When residents and politicians sing the praises of life in Ann Arbor they usually leave out one important factor: the marvelous jazz educators in our public schools. I think of Mike Grace at Community High, Louis Smith at Pioneer, the late Morris Lawrence at Washtenaw Community College, and others who have taught improvisation and jazz history to generations of students here. Multi-instrumentalist Vincent York came to education after decades of working as a performing musician, but he now belongs among the best jazz teachers in the city. After spending four years instructing students at Community High and then working at Washtenaw, he developed Jazzistry, a workshop program that mixes history, musicology, and performance, reaching out to many schools and communities in the area. As a result, many of us know York as a charismatic and hardworking teacher of jazz history, but those who have listened to him longer still think of him mainly as a forceful and original alto saxophonist.
Vincent York grew up in Florida, where he first studied clarinet and oboe before he managed to follow in his father’s footsteps and acquire a saxophone. He spent hours listening to and memorizing solos by alto saxophonist Charlie Parker, and this early infatuation has stayed with him to this day. Although he performs on all the saxophones, as wells as oboe, clarinets, and flutes, his true voice has always been on the alto. York studied music in college and eventually came to U-M, where he obtained a master’s in classical saxophone performance. The technical proficiency that he perfected there served him well on his first major job: touring with the Duke Ellington Orchestra under the direction of the master’s son Mercer. His next permanent gig was a two-year stretch with Dick Stabile’s band at a hotel in New Orleans. He eventually moved back to Ann Arbor, where he taught privately and pursued the life of a performing musician.

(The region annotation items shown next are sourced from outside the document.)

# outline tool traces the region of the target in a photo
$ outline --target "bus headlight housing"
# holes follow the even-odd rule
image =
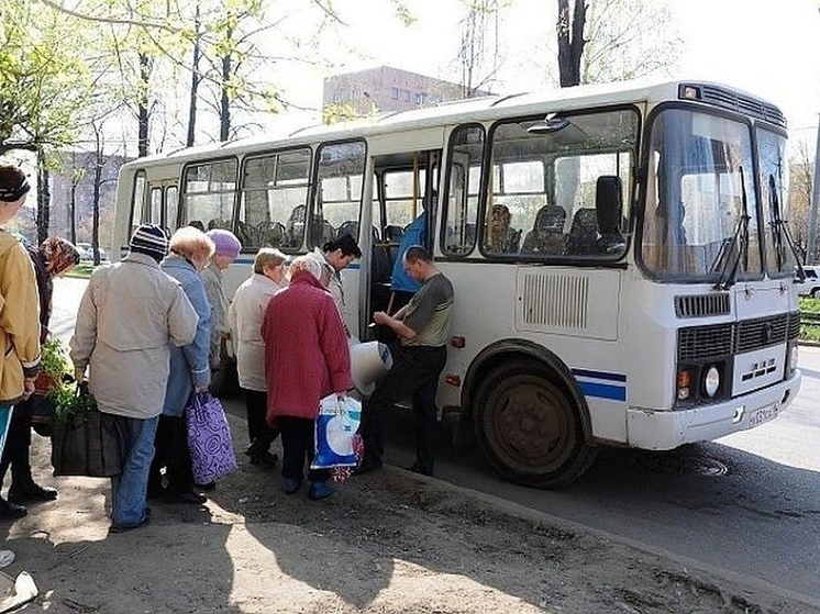
[[[720,390],[720,370],[712,365],[703,373],[703,392],[709,399],[714,399],[718,390]]]

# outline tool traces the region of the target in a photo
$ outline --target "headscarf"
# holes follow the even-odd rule
[[[80,261],[79,250],[70,241],[59,236],[49,236],[41,243],[40,255],[51,277],[57,277]]]

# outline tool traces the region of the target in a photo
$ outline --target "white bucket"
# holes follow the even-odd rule
[[[365,397],[373,394],[376,380],[392,367],[390,349],[379,342],[351,345],[351,375],[353,383]]]

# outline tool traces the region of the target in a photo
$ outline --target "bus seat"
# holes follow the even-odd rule
[[[405,228],[398,224],[388,224],[385,226],[385,241],[388,243],[400,243],[405,235]]]
[[[595,210],[601,234],[598,239],[600,250],[606,254],[623,248],[624,241],[620,226],[623,197],[620,177],[602,175],[598,178],[595,187]]]
[[[535,214],[532,230],[524,235],[521,252],[562,255],[566,247],[564,224],[566,210],[557,204],[545,204]]]
[[[347,222],[342,222],[339,225],[339,231],[336,232],[336,238],[341,238],[343,235],[351,235],[354,241],[358,241],[358,222],[356,220],[348,220]]]
[[[566,253],[569,256],[588,256],[599,252],[596,211],[592,208],[581,208],[573,215]]]
[[[280,247],[285,241],[285,224],[261,222],[257,227],[259,247]]]

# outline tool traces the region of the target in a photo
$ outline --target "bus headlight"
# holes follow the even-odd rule
[[[789,351],[789,372],[797,369],[797,344],[791,346],[791,351]]]
[[[720,371],[712,365],[703,376],[703,392],[709,399],[714,399],[718,389],[720,389]]]

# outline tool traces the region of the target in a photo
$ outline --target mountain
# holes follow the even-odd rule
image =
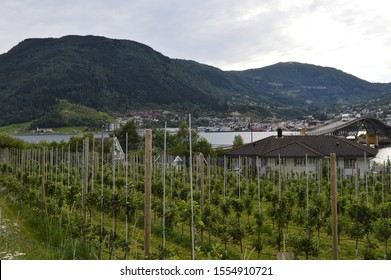
[[[298,117],[337,103],[377,98],[390,88],[309,64],[222,71],[171,59],[129,40],[26,39],[0,55],[0,125],[53,119],[61,101],[106,113],[161,108]]]

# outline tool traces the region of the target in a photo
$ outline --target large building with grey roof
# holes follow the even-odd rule
[[[363,177],[369,170],[370,159],[378,150],[367,145],[334,135],[284,136],[279,131],[242,147],[227,151],[228,157],[247,157],[256,162],[261,174],[272,171],[316,173],[322,160],[331,153],[337,156],[337,164],[345,176],[359,174]]]

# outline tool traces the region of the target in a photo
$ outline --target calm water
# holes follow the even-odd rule
[[[293,133],[294,134],[294,133]],[[244,143],[251,143],[251,139],[253,141],[261,140],[263,138],[276,135],[276,132],[200,132],[199,136],[205,138],[209,143],[212,144],[213,147],[226,147],[231,146],[233,144],[233,140],[236,135],[240,135],[243,138]],[[15,138],[22,139],[26,142],[30,143],[39,143],[41,141],[46,142],[61,142],[64,140],[65,142],[69,141],[69,139],[74,136],[73,134],[45,134],[45,135],[13,135]],[[82,136],[82,135],[77,135]],[[102,134],[95,134],[96,138],[101,138]],[[104,137],[109,137],[108,134],[104,134]],[[379,149],[379,152],[374,159],[375,162],[382,164],[387,161],[387,159],[391,159],[391,147],[386,147]]]
[[[231,146],[233,144],[236,135],[240,135],[243,138],[244,143],[250,143],[251,139],[257,141],[271,135],[276,135],[276,132],[200,132],[199,136],[205,138],[213,147]],[[28,134],[28,135],[13,135],[15,138],[22,139],[29,143],[39,143],[41,141],[46,142],[68,142],[73,134]],[[82,135],[76,135],[82,136]],[[108,137],[108,134],[104,134],[104,137]],[[95,134],[94,137],[101,138],[102,134]]]

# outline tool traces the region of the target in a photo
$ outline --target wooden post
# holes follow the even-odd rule
[[[205,158],[202,153],[198,155],[198,172],[199,172],[199,180],[200,180],[200,206],[201,206],[201,215],[204,212],[204,201],[205,201]],[[201,241],[204,241],[204,230],[201,229]]]
[[[337,216],[337,159],[336,154],[330,154],[331,169],[331,215],[333,236],[333,259],[338,259],[338,216]]]
[[[205,201],[205,158],[202,153],[198,156],[198,172],[199,172],[199,180],[200,180],[200,206],[201,212],[204,210],[204,201]]]
[[[41,202],[43,209],[46,211],[46,195],[45,195],[45,184],[46,184],[46,150],[45,147],[42,148],[41,153],[41,172],[42,172],[42,186],[41,186]]]
[[[319,193],[322,193],[322,185],[323,185],[323,161],[319,160]]]
[[[87,193],[88,193],[88,158],[89,158],[89,139],[84,139],[84,172],[83,172],[83,222],[87,222]]]
[[[151,252],[152,130],[145,131],[144,255]]]

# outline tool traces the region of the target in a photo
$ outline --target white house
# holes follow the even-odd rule
[[[225,153],[228,157],[251,157],[262,174],[271,171],[284,173],[317,173],[323,160],[331,153],[337,156],[337,165],[345,176],[364,176],[369,161],[377,149],[333,135],[277,136],[244,145]]]

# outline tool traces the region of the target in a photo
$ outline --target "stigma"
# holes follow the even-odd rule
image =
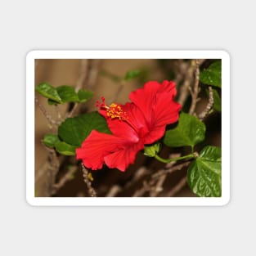
[[[124,111],[123,106],[120,104],[112,103],[110,106],[107,106],[105,103],[105,98],[103,97],[101,97],[101,103],[100,101],[96,102],[96,106],[99,107],[101,110],[105,110],[106,111],[106,116],[110,119],[119,119],[119,120],[126,119],[126,112]]]

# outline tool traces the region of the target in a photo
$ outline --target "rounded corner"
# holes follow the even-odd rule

York’s versatility and schooling allowed him to survive in a difficult profession. He worked in the studios and in orchestras that accompanied popular singers. He backed visitors such as Ella Fitzgerald, Sarah Vaughan, and Rosemary Clooney but also worked with Motown groups, eventually becoming the music director for Martha Reeves & the Vandellas. And throughout this time he also led various jazz groups, often referred to as his New York Force. Perhaps the best document of his powerful modern jazz conception is his album Blending Forces, recorded with some of Detroit’s finest musicians. The record demonstrated the power of his alto saxophone playing, characterized by a marvelously rich sound that references Charlie Parker without attempting imitation. The record also revealed York’s talent as a composer. For many of us, the greatest moments on the record come during the highly emotional, gospel inspired, bluesy “Hymn 427.” Ask him to play it when he performs at the Gandy Dancer Courtyard Series on August 1.